Why is she booked in for a C-section just curious?


----------



## SpicyBulldog (Jun 30, 2012)

Yes @kelzcats it does happen in dogs also and it sounds to me what the OP is describing. The c section is likely due to fact that French Bulldogs have trouble birthing natural and maybe the vet believes with size of puppies/skull and the bitches barrow pelvis it is better to plan c section rather than wait until she is in trouble.
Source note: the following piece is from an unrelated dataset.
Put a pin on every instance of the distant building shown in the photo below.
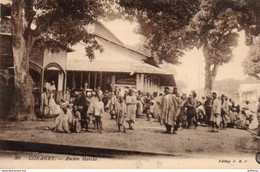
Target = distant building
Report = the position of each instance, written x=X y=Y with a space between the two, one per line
x=250 y=92
x=118 y=66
I would let vet know puppies have dropped by ringing them and see what they say.


----------



## kelzcats (Aug 1, 2011)

As spicybulldog said I would call the vet and see what they say you don't want puppies appearing during the night especially if French bulldogs are prone to birthing problems.


----------



## Missfrenchie90 (Jun 11, 2017)

Hello all thanks , I will call the vets see what they say her temp is 37.5 was 38 c this morning, yeah c section is planned as she's a frenchbull and they hardly ever whelp alone and normally lose pups if they do or die in the process of whelping, and if she whelps in the night she might not get to the vets in time and that's a higher risk , i will keep you all updated thanks again for your help ,


----------



## Missfrenchie90 (Jun 11, 2017)

Also How long dose it normally take to start whelping after the drop of the belly ? X


----------



## SpicyBulldog (Jun 30, 2012)

It really has varied ime, they could drop and have the next day or a few days later. Best of luck, I'm sure you're excited.


----------



## Missfrenchie90 (Jun 11, 2017)

Hello all , 
So we're still waiting, 
Lady temp dropped this morning but only too 37.00 lower than it had been the whole time , going to do another temp check at 12:00 and if it continues to drop I'll call the vet and get her in for a c section, 
Fingers crossed everyone ,
Hopefully next update will photos , 
Thanks again for all your help and advice


----------



## Missfrenchie90 (Jun 11, 2017)

Temp at 12.30 is 37.2 ? Dose anyone think she's going to whelp?


----------



## Sled dog hotel (Aug 11, 2010)

Missfrenchie90 said:


> Temp at 12.30 is 37.2 ? Dose anyone think she's going to whelp?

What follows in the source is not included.